I love SIFF. You love SIFF. Everyone loves SIFF. (Yes, even you, guy in the back.) It's hard to deny, though, that the more gargantuan this town's blessed event becomes, the more it generates its own increasingly exhausting gravitational field. Halfway through, it can be difficult to remember why movies are fun, exactly.

Enter STIFF, Seattle's True Independent Film Festival, now in its second year of functioning as (I mean this in the best possible way) a belch in church. What may have begun as a bit of wisenheimer pique (founder Clint Berquist was moved to action after his film Swamper, a tender salute to the Lusty Lady's cleanup crew, failed to make SIFF's cut) has evolved into an interesting event in its own right, with a lineup that delivers the fiercely indie goods. For folks feeling daunted by SIFF's polished, corporate-sponsored monolith, this should serve as a senses-clearing blast of fuzz rock. Besides, it's hard not to feel partial toward a festival where the awards given include "Hottest Zombie" and "Best Child Actor & Thickest Fog."

A few features of note in this year's lineup (see www.stiff2006.com for a complete list of shows and venues): In a well deserved encore after last year's SIFF appearance, Big City Dick takes a look at eccentric local personality Richard Peterson without ever stooping to Wesley Willis–type exploitation. (It also offers further proof, if any were needed, that special guest star Jeff Bridges might just be the nicest, stoniest guy in Hollywood.) The Hole Story, meanwhile, follows an aspiring reality-TV maven who goes to Brainerd, Minnesota to document a local mystery, only to throw a rod when the forces of nature refuse to play along. The inspiration occasionally flags, but writer-director-star Alex Karpovsky nevertheless manages to find moments of hilarity and surprising pathos within its broad mockumentary structure.

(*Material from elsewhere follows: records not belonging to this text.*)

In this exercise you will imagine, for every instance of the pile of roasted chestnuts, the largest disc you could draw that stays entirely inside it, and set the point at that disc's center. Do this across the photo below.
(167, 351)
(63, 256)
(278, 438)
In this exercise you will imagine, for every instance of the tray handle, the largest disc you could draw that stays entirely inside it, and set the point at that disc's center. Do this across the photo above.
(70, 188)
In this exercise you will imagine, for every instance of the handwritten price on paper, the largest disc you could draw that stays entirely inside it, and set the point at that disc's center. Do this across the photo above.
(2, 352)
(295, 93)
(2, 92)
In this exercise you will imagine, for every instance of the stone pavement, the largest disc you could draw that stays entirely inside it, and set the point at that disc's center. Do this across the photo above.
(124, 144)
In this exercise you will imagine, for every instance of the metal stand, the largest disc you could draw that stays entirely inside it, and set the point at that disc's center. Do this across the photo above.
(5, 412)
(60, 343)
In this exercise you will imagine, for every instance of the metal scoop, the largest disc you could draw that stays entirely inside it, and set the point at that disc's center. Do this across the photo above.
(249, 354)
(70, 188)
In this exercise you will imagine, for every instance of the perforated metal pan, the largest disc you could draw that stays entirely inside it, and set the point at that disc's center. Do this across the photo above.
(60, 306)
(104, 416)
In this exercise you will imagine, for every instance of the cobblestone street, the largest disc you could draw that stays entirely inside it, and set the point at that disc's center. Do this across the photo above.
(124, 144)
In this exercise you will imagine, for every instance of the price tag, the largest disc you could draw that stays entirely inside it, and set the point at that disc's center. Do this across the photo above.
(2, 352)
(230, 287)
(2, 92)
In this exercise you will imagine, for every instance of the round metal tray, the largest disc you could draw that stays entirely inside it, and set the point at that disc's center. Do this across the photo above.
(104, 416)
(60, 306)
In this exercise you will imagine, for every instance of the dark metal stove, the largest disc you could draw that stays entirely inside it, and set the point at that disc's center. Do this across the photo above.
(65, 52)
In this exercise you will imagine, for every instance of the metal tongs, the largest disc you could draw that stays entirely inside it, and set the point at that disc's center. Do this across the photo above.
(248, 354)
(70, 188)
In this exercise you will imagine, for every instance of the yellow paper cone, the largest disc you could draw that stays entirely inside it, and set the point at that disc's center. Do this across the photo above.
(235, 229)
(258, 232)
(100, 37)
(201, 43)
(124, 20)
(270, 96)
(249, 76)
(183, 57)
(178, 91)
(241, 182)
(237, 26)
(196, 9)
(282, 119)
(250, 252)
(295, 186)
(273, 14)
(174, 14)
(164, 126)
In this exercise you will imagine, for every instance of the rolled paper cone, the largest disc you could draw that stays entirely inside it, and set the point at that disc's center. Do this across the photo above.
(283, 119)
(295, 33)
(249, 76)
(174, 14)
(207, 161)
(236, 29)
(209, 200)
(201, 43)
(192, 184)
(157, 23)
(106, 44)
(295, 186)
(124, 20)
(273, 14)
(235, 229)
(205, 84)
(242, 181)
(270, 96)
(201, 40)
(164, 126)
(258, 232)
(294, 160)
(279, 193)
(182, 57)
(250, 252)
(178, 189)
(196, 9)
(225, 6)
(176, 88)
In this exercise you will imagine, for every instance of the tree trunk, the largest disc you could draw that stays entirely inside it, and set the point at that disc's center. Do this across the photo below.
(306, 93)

The festival's best bet, though, might be Friday night's shorts package at the Rendezvous, which features at least two absolute stunners. Director Ciro Altabás's ode to geek love, DVD, makes gleeful hash of the modern-day slacker mythos, replete with commentary tracks, (intentionally) crappy animated menus, and all things Wookie, while somehow staying on the good side of the terminally wiseass. If he ever sees it, Harry Knowles will likely propel himself straight into orbit; slightly less nerdy viewers will just be bowled over. In contrast, Jerome Oliver's Missing Pages is several degrees more serious, and verges on the visionary. Shot entirely with a digital still camera and gussied up with all sorts of homegrown computer effects, the time-travel premise owes a major debt to Twelve Monkeys (or, more properly, Chris Marker's legendary short La Jetée), yet creates an eerie, manga-cyberpunk vibe all its own, with an army of clutching kabuki ghouls destined to bring on the whim-whams. I could watch another hour, easy. And, boom, just like that, the movie love has returned.